When you set a sampling limit based on a percentage of the total number of table rows (rowsLimitPercent), Sensitive Data Protection can inspect more rows than expected. If you need to put a hard limit on the number of rows to scan, we recommend setting a maximum number of rows (rowsLimit) instead.

BigQuery profiling issues

The following issues are only applicable to profiling operations on BigQuery data. For more information, see Data profiles for BigQuery data.

Organizations or projects with more than 500 million tables

Sensitive Data Protection returns an error if you attempt to profile an organization or project that has more than 500 million tables.
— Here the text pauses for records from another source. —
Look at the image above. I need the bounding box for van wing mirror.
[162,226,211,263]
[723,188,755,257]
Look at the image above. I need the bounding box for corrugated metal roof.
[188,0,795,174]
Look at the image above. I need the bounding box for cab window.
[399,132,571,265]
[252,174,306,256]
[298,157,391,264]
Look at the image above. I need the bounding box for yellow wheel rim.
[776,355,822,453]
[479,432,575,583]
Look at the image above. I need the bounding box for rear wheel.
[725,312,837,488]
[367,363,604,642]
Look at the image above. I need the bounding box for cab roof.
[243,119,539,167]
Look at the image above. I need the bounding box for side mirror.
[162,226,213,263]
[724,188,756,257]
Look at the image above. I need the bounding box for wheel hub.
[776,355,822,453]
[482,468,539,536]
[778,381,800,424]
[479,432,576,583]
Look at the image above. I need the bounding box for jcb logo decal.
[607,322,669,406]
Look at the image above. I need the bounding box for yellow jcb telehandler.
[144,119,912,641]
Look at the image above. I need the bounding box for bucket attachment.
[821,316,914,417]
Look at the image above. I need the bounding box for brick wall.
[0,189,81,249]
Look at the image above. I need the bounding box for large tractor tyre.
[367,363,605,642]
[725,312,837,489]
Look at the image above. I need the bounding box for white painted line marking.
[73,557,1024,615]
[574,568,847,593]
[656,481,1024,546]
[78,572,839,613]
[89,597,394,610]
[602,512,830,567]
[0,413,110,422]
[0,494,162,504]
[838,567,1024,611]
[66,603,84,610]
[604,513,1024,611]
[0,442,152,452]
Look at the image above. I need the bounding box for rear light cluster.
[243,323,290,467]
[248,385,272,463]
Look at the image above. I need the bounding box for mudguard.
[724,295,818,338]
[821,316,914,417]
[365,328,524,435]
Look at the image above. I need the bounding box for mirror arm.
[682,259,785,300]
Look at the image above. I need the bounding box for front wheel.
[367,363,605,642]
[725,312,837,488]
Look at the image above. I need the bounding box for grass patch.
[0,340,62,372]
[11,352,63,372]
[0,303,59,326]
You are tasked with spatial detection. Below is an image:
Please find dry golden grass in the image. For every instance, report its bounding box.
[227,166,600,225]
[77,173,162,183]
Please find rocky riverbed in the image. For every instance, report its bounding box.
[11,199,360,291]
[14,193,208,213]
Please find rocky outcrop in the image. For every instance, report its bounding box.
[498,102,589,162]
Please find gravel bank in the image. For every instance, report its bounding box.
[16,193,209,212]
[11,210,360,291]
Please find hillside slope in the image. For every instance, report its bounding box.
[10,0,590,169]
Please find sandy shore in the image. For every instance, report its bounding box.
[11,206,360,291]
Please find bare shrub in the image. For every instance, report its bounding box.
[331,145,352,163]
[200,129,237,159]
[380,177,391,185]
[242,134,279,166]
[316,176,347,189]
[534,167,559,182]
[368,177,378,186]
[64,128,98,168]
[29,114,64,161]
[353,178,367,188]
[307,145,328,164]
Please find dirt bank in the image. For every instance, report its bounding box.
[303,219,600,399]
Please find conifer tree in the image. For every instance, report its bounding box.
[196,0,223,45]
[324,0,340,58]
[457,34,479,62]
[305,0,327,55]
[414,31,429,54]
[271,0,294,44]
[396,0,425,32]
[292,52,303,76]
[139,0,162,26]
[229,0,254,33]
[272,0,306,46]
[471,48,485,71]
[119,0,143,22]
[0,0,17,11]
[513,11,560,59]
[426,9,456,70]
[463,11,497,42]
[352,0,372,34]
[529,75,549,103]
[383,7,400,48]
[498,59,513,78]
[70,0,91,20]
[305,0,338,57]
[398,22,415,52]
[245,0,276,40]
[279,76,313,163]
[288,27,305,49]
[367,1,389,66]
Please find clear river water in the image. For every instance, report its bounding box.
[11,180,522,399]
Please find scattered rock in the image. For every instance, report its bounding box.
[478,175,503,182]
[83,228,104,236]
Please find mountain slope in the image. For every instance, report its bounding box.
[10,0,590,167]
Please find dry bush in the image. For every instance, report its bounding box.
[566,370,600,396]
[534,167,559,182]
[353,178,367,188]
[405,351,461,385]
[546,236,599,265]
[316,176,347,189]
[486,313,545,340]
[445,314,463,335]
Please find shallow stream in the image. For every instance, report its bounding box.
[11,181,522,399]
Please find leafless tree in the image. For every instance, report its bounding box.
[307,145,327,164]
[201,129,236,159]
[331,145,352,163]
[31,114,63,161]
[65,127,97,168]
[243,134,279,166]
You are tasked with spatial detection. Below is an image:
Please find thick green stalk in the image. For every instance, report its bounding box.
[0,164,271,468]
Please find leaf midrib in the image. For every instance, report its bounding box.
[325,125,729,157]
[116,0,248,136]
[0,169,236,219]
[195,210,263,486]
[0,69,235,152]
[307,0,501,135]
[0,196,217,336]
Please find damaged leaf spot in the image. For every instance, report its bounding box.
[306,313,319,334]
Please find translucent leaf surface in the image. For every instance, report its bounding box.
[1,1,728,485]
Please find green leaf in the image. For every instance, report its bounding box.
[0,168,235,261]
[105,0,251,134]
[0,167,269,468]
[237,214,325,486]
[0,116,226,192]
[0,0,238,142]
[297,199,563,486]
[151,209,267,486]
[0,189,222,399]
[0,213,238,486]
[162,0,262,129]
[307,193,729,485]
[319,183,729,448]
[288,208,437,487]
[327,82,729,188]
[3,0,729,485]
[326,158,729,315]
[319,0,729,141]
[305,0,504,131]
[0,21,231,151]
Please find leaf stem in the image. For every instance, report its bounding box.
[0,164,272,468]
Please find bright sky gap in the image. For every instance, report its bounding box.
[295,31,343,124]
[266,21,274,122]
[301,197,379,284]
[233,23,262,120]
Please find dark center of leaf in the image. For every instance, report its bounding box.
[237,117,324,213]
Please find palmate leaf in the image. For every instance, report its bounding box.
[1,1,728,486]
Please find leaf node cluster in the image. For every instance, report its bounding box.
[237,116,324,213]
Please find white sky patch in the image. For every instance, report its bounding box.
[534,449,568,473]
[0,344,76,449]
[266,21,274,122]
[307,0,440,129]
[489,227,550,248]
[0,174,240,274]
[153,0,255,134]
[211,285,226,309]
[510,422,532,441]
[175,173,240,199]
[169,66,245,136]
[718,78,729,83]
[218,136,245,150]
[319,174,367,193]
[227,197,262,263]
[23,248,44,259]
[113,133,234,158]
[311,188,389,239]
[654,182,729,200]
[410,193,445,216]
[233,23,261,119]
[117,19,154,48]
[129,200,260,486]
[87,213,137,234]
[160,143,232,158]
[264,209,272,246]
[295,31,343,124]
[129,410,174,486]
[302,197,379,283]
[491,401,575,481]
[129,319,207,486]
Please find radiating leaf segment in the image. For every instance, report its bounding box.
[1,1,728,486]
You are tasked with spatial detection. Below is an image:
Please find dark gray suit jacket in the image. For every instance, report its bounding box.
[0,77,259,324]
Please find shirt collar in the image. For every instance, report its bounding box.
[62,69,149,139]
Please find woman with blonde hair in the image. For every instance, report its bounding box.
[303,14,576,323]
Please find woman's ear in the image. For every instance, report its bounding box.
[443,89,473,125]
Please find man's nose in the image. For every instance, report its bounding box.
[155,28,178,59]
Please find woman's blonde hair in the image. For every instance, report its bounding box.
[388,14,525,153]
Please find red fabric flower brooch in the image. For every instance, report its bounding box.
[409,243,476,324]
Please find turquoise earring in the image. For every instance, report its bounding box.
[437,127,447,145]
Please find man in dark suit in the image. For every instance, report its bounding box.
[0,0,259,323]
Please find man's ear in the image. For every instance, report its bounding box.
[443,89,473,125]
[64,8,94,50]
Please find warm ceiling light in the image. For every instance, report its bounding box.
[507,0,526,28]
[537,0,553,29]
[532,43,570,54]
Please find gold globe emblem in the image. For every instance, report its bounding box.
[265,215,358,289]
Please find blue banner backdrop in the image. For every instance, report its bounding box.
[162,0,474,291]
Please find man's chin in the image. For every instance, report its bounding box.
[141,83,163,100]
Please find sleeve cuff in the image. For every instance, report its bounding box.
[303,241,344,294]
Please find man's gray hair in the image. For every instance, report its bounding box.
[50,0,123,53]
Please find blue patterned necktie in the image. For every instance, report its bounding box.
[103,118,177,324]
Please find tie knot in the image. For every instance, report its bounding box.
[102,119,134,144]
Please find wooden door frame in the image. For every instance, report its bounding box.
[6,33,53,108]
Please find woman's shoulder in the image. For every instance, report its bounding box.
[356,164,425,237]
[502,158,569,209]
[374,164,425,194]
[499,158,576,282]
If you encounter this error, you can send your feedback through email to cloud-dlp-feedback@google.com.

If your organization's table count has more than 500 million tables, and you have a project with a lower table count, try to do a project-level scan instead.

For information about table and column limits, see Data profiling limits.

Inspection templates

The inspection template must be in the same region as the data to be profiled. If you have data in multiple regions, use multiple inspection templates—one for each region where you have data. You can also use an inspection template that is stored in the global region. If you include a template in the global region, Sensitive Data Protection uses it for any data that doesn't have a region-specific template. For more information, see Data residency considerations.

Stored infoTypes

A stored infoType (also known as a stored custom dictionary detector) that is referenced in your inspection template must be stored in either of the following:

  • The global region.
  • The same region as the inspection template.
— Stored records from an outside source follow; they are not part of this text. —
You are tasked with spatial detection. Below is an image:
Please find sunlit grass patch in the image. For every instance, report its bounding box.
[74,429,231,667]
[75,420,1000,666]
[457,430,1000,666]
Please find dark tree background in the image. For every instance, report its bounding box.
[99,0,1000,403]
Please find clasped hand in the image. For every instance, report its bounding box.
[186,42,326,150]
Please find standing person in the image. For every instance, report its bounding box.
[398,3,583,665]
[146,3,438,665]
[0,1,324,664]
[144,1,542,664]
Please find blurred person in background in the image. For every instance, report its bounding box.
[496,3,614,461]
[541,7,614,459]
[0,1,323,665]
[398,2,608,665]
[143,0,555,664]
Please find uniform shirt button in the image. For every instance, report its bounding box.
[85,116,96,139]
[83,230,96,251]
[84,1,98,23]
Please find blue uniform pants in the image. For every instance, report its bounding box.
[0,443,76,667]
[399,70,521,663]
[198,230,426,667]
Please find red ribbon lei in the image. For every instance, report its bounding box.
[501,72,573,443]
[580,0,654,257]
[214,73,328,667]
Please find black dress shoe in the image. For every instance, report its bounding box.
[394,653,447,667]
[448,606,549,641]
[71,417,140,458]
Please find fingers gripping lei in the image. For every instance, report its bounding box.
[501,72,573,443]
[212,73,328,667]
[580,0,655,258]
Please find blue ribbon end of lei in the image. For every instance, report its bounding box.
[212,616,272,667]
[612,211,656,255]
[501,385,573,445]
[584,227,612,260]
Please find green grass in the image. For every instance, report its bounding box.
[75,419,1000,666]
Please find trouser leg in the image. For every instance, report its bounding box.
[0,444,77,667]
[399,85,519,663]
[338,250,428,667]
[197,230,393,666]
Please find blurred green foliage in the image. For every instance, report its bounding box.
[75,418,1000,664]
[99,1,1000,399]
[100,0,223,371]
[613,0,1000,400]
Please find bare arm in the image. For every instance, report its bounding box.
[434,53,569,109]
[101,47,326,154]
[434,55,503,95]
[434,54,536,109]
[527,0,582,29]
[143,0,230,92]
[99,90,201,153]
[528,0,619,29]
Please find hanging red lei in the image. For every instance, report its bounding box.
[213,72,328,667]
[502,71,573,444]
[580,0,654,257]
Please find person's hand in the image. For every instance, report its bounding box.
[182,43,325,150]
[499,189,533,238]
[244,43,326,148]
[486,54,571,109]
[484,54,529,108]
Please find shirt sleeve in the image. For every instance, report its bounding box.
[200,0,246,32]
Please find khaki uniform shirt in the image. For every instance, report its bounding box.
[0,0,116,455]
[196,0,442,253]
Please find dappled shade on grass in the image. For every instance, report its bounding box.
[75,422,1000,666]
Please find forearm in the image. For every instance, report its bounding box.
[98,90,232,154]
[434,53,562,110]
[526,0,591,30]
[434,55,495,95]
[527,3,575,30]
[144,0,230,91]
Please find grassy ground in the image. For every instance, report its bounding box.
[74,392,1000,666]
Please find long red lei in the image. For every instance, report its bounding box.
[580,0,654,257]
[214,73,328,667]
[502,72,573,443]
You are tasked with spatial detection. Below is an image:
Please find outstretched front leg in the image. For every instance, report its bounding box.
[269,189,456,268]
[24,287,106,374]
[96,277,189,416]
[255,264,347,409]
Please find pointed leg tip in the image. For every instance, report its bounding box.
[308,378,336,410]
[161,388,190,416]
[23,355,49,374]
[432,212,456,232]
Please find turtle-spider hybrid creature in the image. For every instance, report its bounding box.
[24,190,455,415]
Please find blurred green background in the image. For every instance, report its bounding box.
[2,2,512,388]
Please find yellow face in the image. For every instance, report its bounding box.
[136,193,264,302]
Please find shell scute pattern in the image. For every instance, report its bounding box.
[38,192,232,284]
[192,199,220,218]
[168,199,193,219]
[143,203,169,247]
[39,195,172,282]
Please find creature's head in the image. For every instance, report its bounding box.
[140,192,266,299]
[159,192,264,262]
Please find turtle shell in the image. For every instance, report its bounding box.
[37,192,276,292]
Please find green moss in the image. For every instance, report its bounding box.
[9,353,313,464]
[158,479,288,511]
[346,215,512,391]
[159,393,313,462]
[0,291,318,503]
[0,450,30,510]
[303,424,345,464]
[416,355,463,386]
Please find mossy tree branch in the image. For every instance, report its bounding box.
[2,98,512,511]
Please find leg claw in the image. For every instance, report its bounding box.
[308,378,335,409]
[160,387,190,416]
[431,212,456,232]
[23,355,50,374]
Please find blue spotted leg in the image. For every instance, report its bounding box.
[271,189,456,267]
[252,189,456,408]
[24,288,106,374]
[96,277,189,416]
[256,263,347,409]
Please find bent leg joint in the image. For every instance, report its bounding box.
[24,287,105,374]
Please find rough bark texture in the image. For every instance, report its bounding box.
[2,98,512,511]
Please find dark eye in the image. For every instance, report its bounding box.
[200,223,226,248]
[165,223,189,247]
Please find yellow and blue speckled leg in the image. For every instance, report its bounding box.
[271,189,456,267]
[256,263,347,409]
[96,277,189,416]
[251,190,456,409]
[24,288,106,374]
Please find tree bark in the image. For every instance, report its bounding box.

Otherwise, the profiling operation fails with the error, Resource not found.

Cloud Storage scanning

This section describes issues you might encounter when inspecting or de-identifying data.

Inspection of XLSX files with large custom dictionary detectors

When you use a large custom dictionary detector (also known as a stored custom dictionary detector) to inspect a Microsoft Excel .xlsx file, the inspection job can run slowly, appear stuck, and incur a large amount of Cloud Storage Class B operations. This is because Sensitive Data Protection might read the source term list of the large custom dictionary once for each cell in the .xlsx file. The volume of read operations can make the Sensitive Data Protection inspection job show little progress and appear to be stuck.

For more information about the relevant Cloud Storage billing charges, see the charges for Class B operations in Operation charges.

Structured files being scanned in binary mode

In certain cases, files that are typically scanned in structured parsing mode might be scanned in binary mode, which doesn't include the enhancements of the structured parsing mode. For more information, see Scanning structured files in structured parsing mode.

Cloud SQL discovery

Certain errors related to Cloud SQL connections might appear only on the Service connections page and might not appear when you view the associated scan configuration.

To check for connection errors, in the Google Cloud console, go to the Service connections page.

Go to Service connections

Intelligent document parsing

This section contains known issues related to document parsing.

The DocumentLocation object isn't populated

The location.content_locations.document_location.file_offset field isn't populated for Intelligent Document Parsing scanning mode.

Detection

Dictionary words containing characters in the Supplementary Multilingual Plane of the Unicode standard can yield unexpected findings. Examples of such characters are emojis, scientific symbols, and historical scripts.